On the flipside, Nathan Fillion, who’s natural “aw, shucks” smart-assness made SERENITY one of the best films of 2005, does the same here. The guy is just plain likable. He’s very much an old school, Harrison Ford-as-Indiana Jones type hero, who can make a quick, self-deprecating quip while simultaneously laying the smack down. He’s very easily a normal guy who’s just placed in an extraordinarily fucked-up situation.

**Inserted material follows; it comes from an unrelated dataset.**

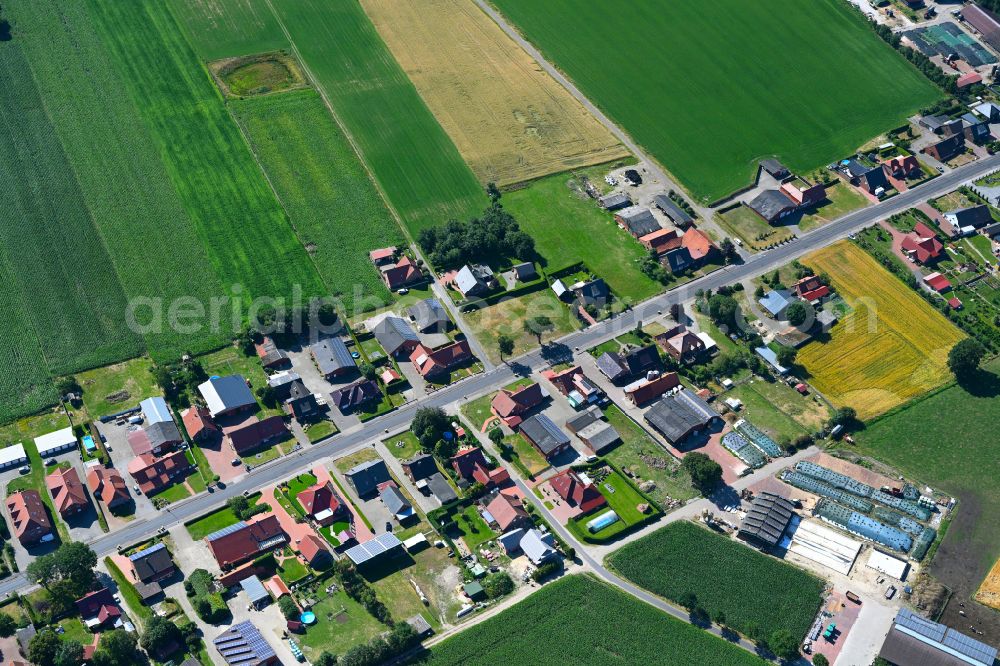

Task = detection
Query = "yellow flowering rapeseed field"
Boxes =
[798,241,964,419]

But the true breakout star here is Elizabeth Banks. A minor crush of mine since her appearance as Betty Brant in the SPIDER-MAN films, her Starla is a classic take on the screaming, running, scared-out-of-her-mind horror girl, which, I’ll be honest, is a damn nice change of pace. Not to put down the “strong ladies” of genre film, but I’ve seen too many films where the hero is, of course, the resourceful woman who, besides being typical Maxim masturbatory fodder, usually unveils a MacGuyver-level skill for outsmarting the monster in the third reel. (Sorry to bring it up again, but look at the remake of WHEN A STRANGER CALLS for a most ridiculous example of this uber-politically correct trend.) This normalcy is what makes Starla’s character so endearingly honest—she’s poor white trash who married Grant for a better life—and honestly loves him, I believe—and is willing to stand by her man. At least until he tries to shoot her up with slugs. With the exception of a quick head-spattering by the side of the road, there’s no scenes where all of a sudden she’s strapped like Lara Croft, doing flips around the room while firing twin automatics, in slow-motion, as if in a John Woo film. She acts and reacts as any normal person in this situation would.
And the special effects—let’s just say that if SLITHER does not get an Oscar for them, I’ll be taking out the Academy, one-by-one, DR. PHIBES-style.
So, in the end, SLITHER is a perfect horror film. It’s the horror film that genre fans have been clamoring for for years. By now, it’s already out of the theaters, never to return. But you have one more chance—buy it on DVD. Buy two copies. Make it the best-selling horror DVD ever.
Just, whatever you do, do not miss this one again, you lazy bastards.


1 Comments:
Have to agree with ya there. Got to see SLITHER in a theater in Indianapolis that had a bar and brought beers to yer table. Had a blast! Great flick! Seen it twice since then and gets better every time. Cheers!